NOVOS TEMPOS PARA A RAGU
Com boa curadoria e edição, nova edição de antologia recifense faz parte do bom momento que os quadrinhos vivem hoje no País; autores brasileiros são destaque na obra
Por Paulo Floro
As 240 páginas da edição 7 da Ragu são vistosas, pesadas. É um contraste gritante com o gibizinho fino e preto e branco de sua primeira edição, quase dez anos atrás. Se antes, a antologia de autores alternativos era bastante representativa para seu tempo, este retorno da obra às livrarias assume nova importância: introduz seus autores e editores num panorama mundial de quadrinhistas, apresentando novos e velhos nomes do Brasil e da América Latina.
A Ragu surgiu numa época em que a palavra “quadrinhos alternativos brasileiros” não fazia sentido. Excetuando bem-sucedidas séries infantis, todo quadrinhista nacional tinha seu nível de marginalidade. As primeiras edições da Ragu também eram muito próximas das referências da cidade do Recife, onde foi fundada. Ainda estavam vivos os resquícios do mangue-beat, quando a cidade viveu um surto de auto-estima em diversas formas de arte. O fôlego foi diminuindo – sobretudo pela falta de incentivo financeiro – e quase uma década depois a Ragu surge num contexto mais favorável. Hoje, quase todas as editoras dedicam atenção especial às HQ’s. E quadrinhos como a Ragu, vendida como artigo de luxo e bom acabamento geralmente atrai olhares além daqueles acostumados à arte sequencial.
Esta edição 7 tem capa de Guazzelli. Já começa por aí os acertos da curadoria e edição da obra. Mostrando-se antenados, João Lin e Mascaro foram felizes em chamar um dos mais promissores autores dos quadrinhos nacionais hoje. Eloar Guazzelli, autor da adaptação de O Pagador de Promessas (Desiderata) consegue mesclar experimentalismos com uma narrativa que prende a atenção do leitor. Outros destaques entre os convidados desta edição são Allan Sieber e Chiquinha. Sieber vem produzindo ótimos pequenos contos baseados em uma suposta autobiografia. Ele fez parecido com uma pequena história publicada na revista piauí meses atrás. Aqui, ele se transforma em gato para falar de sua relação conturbada com uma mulher e suas diversas divergências sócio-culturais. Chiquinha, colaboradora da Folha de S. Paulo, não fez nada de muito diferente de seus últimos trabalhos, falando das peculiaridades do jovem contemporâneo, usando linguagem nerd e referência pop.

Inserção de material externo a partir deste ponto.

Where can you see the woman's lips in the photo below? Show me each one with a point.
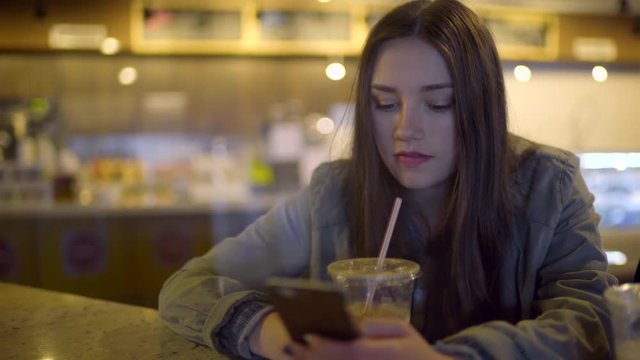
(411, 159)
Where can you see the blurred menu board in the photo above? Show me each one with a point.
(195, 24)
(304, 25)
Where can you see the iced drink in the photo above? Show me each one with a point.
(389, 286)
(624, 303)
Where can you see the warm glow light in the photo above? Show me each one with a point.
(599, 73)
(522, 73)
(616, 257)
(325, 126)
(335, 71)
(110, 46)
(127, 76)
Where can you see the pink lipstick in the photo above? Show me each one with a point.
(411, 159)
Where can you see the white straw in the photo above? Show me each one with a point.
(383, 250)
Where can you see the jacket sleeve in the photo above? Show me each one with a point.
(570, 318)
(216, 300)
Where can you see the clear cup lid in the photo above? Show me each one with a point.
(367, 269)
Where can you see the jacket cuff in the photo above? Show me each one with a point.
(231, 337)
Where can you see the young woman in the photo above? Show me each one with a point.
(503, 228)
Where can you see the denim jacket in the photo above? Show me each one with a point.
(553, 283)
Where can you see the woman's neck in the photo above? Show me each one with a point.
(430, 203)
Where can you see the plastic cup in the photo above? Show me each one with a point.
(624, 304)
(391, 285)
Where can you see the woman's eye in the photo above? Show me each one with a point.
(385, 106)
(439, 108)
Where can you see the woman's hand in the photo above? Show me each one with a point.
(382, 339)
(270, 337)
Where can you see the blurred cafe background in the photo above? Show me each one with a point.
(135, 134)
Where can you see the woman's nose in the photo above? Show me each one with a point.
(408, 125)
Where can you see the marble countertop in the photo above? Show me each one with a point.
(42, 324)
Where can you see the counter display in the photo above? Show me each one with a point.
(115, 253)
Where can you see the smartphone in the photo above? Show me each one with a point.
(311, 307)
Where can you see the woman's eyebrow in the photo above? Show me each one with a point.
(430, 87)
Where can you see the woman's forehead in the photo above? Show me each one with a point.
(409, 62)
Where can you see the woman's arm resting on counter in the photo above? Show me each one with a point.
(216, 300)
(572, 322)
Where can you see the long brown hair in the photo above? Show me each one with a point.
(476, 215)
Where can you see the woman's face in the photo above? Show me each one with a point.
(413, 113)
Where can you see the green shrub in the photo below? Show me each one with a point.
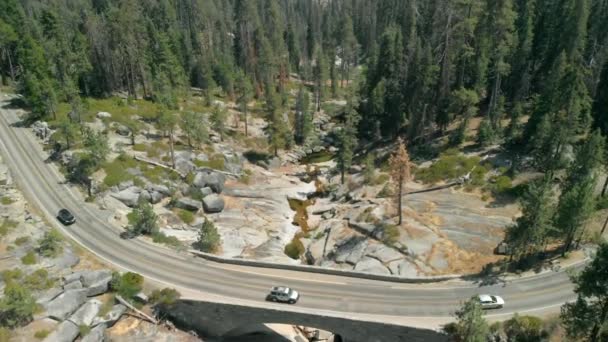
(387, 191)
(17, 306)
(170, 241)
(502, 184)
(5, 334)
(451, 165)
(6, 226)
(165, 296)
(11, 275)
(38, 280)
(29, 258)
(22, 240)
(126, 285)
(50, 244)
(294, 249)
(6, 200)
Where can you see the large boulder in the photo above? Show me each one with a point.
(96, 334)
(163, 189)
(66, 332)
(213, 180)
(213, 203)
(65, 304)
(111, 317)
(129, 196)
(103, 115)
(188, 203)
(86, 313)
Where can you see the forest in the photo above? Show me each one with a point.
(533, 72)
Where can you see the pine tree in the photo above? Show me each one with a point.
(348, 138)
(245, 95)
(400, 169)
(529, 233)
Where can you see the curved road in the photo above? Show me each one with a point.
(44, 187)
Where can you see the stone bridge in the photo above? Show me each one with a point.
(219, 321)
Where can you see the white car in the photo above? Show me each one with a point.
(491, 301)
(283, 294)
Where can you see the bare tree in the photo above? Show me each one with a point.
(400, 166)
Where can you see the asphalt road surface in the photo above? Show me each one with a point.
(45, 188)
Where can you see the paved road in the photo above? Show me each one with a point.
(44, 187)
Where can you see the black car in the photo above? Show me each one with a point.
(66, 217)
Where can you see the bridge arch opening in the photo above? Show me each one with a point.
(273, 332)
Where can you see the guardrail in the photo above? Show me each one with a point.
(323, 270)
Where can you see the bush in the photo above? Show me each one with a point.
(11, 275)
(50, 244)
(6, 226)
(29, 258)
(208, 239)
(502, 184)
(170, 241)
(38, 280)
(186, 216)
(165, 296)
(41, 334)
(17, 307)
(22, 240)
(126, 285)
(387, 191)
(294, 249)
(390, 234)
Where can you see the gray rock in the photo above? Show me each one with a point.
(129, 196)
(145, 197)
(206, 191)
(73, 285)
(86, 313)
(90, 278)
(188, 203)
(125, 185)
(66, 332)
(65, 304)
(103, 115)
(111, 317)
(213, 180)
(97, 334)
(184, 166)
(163, 189)
(202, 157)
(213, 203)
(371, 265)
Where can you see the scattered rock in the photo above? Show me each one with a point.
(213, 180)
(188, 203)
(129, 196)
(86, 313)
(371, 265)
(103, 115)
(73, 285)
(97, 334)
(213, 203)
(111, 317)
(66, 332)
(65, 304)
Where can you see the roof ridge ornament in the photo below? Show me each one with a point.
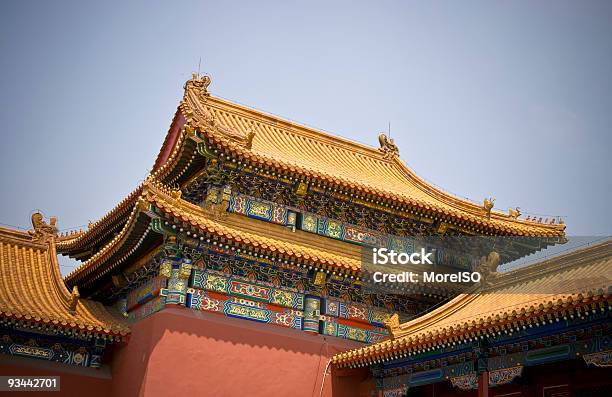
(43, 232)
(199, 117)
(387, 146)
(200, 83)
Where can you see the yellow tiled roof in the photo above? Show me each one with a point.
(274, 239)
(582, 281)
(33, 292)
(302, 150)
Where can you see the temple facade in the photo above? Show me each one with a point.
(235, 267)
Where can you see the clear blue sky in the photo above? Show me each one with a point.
(507, 98)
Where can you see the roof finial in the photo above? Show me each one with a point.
(198, 83)
(43, 231)
(387, 145)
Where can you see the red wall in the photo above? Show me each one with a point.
(182, 352)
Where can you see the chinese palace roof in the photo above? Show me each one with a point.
(277, 148)
(33, 294)
(288, 147)
(274, 240)
(560, 287)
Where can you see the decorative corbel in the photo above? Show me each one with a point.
(74, 299)
(392, 324)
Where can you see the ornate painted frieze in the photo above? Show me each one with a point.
(504, 375)
(354, 311)
(83, 354)
(147, 309)
(599, 359)
(241, 287)
(244, 308)
(465, 382)
(260, 209)
(333, 328)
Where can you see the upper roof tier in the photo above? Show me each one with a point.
(33, 294)
(281, 147)
(290, 147)
(565, 285)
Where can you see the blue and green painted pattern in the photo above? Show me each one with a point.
(241, 287)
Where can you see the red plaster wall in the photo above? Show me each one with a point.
(182, 352)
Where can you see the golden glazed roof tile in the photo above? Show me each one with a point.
(300, 245)
(32, 290)
(269, 140)
(524, 296)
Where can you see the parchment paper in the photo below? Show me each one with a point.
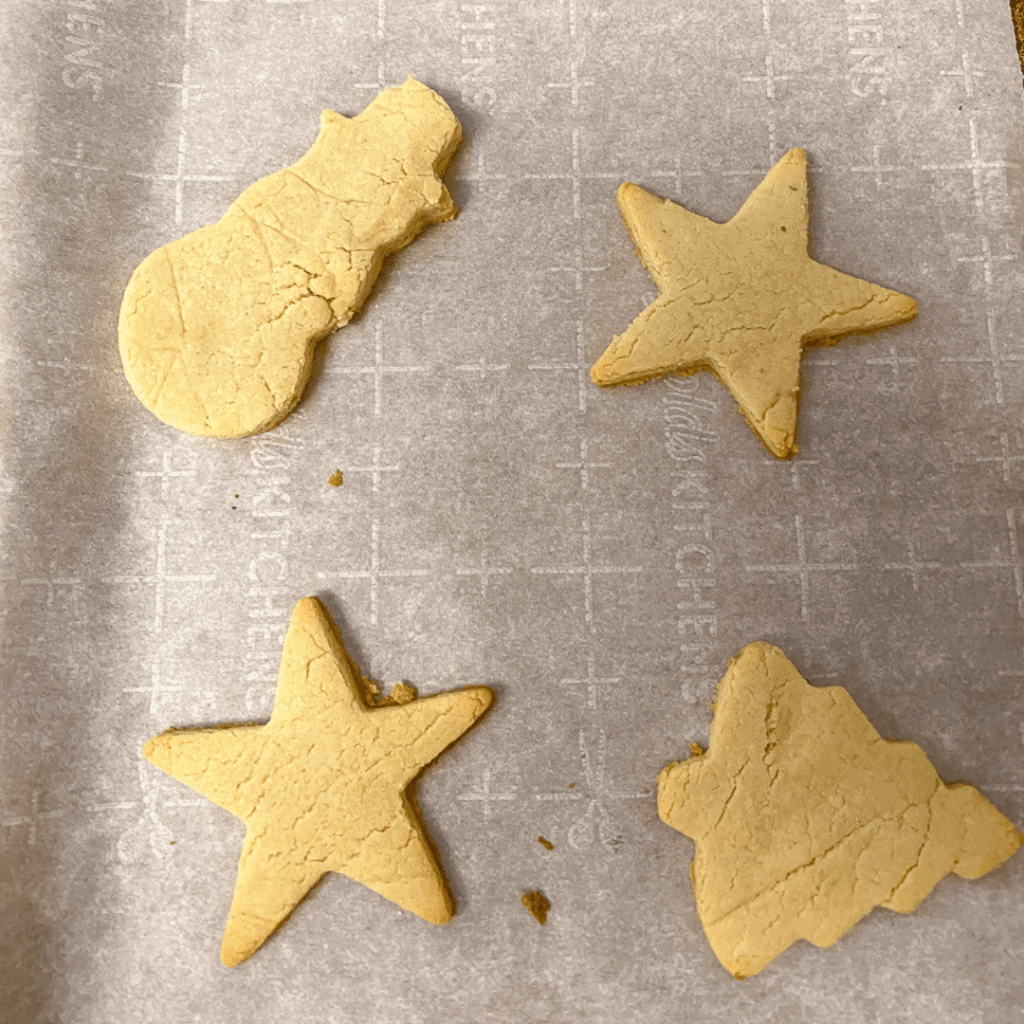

Marcelo D’Salete, que lançou recentemente NoiteLuz (Via Lettera) e se destacou colaborando para a coletânea Front também traz uma boa história com seu estilo bem característico de desenhar. Fábio Zimbres, que retorna às livrarias este mês com a antologia Vida Boa (Zarabatana) completa a nata de autores nacionais presentes na Ragu.
Os convidados estrangeiros não fazem feio, ainda que não tenha nenhum nome de peso. O cubano Frank Arbello, atualmente vivendo na Bolívia talvez o que mais vale a pena destacar. Ele é autor da importante revista Crash!, mas ainda não tem muita força fora do continente. Avril Filomeno, do Peru é uma das vozes femininas dos quadrinhos na América Latina e tem tido repercussão lá fora pelas articulações que tem feito com outras mulheres autoras de HQ’s. A escolha de colocar a tradução dos balões em formato de rodapé foi arriscado, mas deu certo por mostrar a preocupação em manter a versão original das histórias.
Completam a obra, uma série de ilustrações e a obra do designer e ilustrador Daniel Bueno sobre o artista plástico Saul Steinberg no Brasil. Chama atenção pela raridade do registro que só agora vem à tona. Bueno encontrou os trabalhos durante seu mestrado e foi devidamente autorizado para publicação pela fundação Steinberg.
Numa edição tão bem cuidada, o leitor sente falta de uma melhor apresentação dos autores. Já que, uma das razões de existir de uma coletânea é revelar novos nomes e lançar luz sobre seus outros trabalhos. Realizada com recursos do Funcultura, resta torçer para que a Ragu 8 não demore tanto a aparecer e que outras formas de viabilizar uma edição tão importante apareçam até lá.